NOSOYRUSA# lleva tanto tiempo conmigo que se ha convertido en una especie de “road movie”, en (una peli de tu vida). Cuando empecé a trabajar en ella, tenía una gran necesidad de entender mi propia biografía y mi relación con el esfuerzo y el fracaso. Después de cuatro años, me he aburrido de pensar en eso y me he sentido avergonzada de tener la suerte de poder centrarme en mi fracaso cuando hay seres humanos que viven de manera tan miserable, tan terrible y tan dolorosa, que no tienen acceso ni a sentirse fracasados.


NOSOYRUSA#se ha convertido poco a poco y de forma natural en una reflexión estética sobre el concepto de Estado y el concepto de Dios, dos entes superiores que orbitan por encima de todos nosotros. Si tengo que ser sincera, no entiendo esos dos conceptos. Sé que luchamos por conquistarlos y sé que hace mucho que ese Estado y ese Dios como tales (si es que alguna vez fueron algo más que un concepto) nos abandonaron en esta lucha infructífera que no nos pertenece. Me pregunto por qué sigo jugando a ese juego (por qué seguimos ) y un suicidio colectivo no es la respuesta que le doy. Me planteo entonces si no será más radical responder con belleza y con el intento de conservar la perfección con la que nacemos.

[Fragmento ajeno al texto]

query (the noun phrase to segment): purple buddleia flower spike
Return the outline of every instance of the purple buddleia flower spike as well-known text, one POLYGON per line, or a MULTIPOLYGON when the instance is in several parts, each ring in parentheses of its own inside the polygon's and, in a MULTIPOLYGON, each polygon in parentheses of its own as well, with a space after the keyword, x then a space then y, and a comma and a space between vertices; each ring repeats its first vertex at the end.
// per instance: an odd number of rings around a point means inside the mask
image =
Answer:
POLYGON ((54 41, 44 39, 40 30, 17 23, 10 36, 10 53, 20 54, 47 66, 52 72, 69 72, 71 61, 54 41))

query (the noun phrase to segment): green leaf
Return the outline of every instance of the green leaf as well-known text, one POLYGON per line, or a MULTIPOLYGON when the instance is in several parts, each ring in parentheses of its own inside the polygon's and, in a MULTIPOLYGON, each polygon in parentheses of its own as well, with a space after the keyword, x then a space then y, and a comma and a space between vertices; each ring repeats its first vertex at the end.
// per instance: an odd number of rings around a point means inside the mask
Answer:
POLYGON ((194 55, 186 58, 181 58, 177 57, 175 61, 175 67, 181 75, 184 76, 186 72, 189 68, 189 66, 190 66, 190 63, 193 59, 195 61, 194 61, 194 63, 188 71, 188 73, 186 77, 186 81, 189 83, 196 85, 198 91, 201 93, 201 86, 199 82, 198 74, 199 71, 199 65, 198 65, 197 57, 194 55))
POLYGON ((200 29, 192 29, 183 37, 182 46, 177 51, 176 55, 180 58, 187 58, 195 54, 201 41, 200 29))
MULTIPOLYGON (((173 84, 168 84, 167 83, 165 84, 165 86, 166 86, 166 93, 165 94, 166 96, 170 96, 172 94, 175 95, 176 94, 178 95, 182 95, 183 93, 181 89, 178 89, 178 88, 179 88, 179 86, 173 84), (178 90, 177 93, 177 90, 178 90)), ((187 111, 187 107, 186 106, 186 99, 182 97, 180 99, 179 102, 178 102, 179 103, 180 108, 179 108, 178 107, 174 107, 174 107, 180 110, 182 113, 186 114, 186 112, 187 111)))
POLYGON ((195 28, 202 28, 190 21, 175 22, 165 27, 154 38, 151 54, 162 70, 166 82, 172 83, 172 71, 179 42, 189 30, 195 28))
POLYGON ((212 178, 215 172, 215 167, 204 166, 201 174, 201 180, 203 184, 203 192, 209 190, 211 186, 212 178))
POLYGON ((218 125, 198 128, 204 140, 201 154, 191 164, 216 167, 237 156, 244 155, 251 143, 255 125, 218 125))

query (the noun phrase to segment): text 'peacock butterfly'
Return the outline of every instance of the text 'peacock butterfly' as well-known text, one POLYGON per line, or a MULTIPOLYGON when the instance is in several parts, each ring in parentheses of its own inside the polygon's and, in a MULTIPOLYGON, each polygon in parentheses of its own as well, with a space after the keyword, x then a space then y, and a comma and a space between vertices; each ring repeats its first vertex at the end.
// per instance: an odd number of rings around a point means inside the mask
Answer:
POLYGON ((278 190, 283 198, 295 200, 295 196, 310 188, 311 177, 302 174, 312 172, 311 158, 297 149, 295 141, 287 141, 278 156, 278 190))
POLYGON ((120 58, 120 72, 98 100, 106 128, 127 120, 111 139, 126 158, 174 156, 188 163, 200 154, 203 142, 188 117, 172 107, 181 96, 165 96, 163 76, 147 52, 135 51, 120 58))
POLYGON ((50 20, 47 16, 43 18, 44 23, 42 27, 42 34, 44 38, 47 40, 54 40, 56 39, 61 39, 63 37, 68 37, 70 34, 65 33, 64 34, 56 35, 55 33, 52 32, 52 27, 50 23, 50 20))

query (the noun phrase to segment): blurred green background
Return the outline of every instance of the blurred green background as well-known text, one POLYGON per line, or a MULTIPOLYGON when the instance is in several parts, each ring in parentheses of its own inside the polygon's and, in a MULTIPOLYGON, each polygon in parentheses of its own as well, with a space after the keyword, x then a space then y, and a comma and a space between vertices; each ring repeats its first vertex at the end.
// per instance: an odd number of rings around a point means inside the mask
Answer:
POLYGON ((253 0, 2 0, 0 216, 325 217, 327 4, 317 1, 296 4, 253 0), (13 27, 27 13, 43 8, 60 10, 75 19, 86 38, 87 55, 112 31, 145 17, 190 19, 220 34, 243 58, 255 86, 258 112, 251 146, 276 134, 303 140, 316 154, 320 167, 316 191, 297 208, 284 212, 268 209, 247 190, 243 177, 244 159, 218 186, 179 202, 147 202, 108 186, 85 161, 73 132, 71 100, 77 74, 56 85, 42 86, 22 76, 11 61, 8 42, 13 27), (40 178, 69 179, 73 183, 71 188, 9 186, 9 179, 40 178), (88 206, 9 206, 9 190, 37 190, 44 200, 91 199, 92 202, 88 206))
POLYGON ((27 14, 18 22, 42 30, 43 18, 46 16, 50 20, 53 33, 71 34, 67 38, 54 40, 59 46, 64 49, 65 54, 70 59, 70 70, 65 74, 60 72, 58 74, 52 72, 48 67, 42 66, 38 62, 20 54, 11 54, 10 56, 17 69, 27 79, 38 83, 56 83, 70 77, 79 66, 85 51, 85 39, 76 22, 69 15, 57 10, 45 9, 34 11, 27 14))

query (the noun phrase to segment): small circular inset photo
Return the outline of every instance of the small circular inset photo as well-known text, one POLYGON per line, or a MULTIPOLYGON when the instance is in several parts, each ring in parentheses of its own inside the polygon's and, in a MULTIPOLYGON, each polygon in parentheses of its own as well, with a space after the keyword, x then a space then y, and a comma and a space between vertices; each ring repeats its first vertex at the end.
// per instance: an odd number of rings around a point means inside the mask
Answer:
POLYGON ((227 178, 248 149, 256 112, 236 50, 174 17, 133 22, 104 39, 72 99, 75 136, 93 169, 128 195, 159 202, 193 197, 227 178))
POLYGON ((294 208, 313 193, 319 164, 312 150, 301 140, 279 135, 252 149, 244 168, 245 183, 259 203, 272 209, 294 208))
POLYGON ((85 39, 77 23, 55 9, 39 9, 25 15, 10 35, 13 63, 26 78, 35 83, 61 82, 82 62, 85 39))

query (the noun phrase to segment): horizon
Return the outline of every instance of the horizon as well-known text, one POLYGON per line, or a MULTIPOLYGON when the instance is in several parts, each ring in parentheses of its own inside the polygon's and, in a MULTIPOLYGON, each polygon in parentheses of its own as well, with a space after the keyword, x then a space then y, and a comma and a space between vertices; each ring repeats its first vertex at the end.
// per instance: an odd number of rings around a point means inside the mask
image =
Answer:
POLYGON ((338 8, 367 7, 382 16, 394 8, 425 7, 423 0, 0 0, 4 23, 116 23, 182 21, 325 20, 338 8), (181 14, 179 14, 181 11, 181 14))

IAMNOTRUSSIAN# has been with me for so long that it has become some sort of a “road movie”, a (film about your life).
When I started working on it I really needed to understand my own biography and my relation with effort and failure. After four years, I got bored to think about that and I felt ashamed for being lucky enough to have the chance to even think about my own failure when other people live such a miserable, horrible and painful life that can’t even begin to feel their own failure.

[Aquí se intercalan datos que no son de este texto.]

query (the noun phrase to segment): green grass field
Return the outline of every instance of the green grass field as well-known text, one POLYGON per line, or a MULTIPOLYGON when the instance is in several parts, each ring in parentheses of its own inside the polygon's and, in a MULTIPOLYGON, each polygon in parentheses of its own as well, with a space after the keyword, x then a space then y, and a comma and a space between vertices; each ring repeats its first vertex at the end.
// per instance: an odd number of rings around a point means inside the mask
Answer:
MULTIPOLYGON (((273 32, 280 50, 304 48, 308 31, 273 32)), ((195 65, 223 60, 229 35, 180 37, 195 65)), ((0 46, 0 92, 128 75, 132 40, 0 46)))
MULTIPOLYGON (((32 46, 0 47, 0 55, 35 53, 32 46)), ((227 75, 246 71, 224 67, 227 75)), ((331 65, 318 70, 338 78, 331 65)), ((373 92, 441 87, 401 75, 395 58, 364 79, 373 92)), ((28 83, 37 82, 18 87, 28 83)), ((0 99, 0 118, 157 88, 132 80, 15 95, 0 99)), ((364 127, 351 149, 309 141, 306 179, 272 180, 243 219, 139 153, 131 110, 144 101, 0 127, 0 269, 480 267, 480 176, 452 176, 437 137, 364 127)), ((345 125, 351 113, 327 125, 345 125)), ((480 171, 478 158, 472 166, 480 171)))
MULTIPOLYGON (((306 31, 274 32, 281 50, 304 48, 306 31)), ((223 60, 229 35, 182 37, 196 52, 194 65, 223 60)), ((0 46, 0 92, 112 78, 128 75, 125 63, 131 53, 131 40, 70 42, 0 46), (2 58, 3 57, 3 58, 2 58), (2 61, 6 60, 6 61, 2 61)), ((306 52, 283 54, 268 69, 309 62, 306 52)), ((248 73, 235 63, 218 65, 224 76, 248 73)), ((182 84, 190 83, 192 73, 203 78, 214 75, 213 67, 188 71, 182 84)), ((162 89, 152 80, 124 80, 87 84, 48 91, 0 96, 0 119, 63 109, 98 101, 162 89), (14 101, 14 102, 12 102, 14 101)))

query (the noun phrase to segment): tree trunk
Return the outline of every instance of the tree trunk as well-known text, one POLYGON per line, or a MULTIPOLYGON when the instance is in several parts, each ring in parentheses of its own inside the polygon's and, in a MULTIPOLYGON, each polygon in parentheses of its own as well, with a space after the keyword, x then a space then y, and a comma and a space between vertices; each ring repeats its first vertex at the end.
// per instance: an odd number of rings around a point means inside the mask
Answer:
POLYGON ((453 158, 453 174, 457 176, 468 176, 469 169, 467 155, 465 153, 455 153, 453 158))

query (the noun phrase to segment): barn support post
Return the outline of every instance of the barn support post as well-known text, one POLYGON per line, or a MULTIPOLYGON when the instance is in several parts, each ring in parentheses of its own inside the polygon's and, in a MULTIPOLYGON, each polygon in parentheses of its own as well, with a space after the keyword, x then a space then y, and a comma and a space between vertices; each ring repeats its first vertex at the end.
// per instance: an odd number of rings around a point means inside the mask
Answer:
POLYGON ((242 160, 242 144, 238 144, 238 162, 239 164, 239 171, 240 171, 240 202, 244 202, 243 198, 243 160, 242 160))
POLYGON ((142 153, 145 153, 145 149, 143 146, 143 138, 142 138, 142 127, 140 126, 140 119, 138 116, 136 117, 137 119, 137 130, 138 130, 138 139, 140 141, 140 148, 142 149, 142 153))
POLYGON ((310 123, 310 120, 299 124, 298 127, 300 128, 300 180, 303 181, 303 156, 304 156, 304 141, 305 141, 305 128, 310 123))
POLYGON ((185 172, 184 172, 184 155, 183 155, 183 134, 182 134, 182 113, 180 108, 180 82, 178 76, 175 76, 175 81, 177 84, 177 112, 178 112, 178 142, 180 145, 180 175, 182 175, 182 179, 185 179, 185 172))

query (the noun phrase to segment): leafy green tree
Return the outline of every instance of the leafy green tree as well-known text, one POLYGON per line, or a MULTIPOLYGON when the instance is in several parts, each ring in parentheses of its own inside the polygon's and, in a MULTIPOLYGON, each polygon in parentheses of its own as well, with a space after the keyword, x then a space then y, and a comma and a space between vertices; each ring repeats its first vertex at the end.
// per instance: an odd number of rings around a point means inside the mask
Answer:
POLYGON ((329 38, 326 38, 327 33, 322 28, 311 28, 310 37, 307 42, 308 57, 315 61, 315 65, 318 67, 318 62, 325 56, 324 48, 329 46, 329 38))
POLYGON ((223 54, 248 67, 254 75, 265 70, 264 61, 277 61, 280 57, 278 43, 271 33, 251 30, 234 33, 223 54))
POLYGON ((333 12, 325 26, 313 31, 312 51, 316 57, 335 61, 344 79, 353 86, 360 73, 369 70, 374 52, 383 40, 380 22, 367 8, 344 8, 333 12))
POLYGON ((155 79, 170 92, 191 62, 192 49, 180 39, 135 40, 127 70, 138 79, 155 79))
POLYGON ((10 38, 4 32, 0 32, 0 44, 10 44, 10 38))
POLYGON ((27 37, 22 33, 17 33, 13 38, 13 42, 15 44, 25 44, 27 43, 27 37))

Little by little, IAMNOTRUSSIAN# has become an aesthetic reflection about the concepts of State and God, two superior entities that orbit above all of us. If i have to be honest, I don’t understand these two concepts. I know we fight in order to reach them and I know that State and that God (if they were ever something more than a concept) abandoned us in this foolish fight that doesn’t belong to us. I wonder why I (why we) keep playing that game, and a collective suicide is not my answer to this question. So I wonder if it’s more radical to answer with beauty, with an attempt to preserve the perfection we were born with.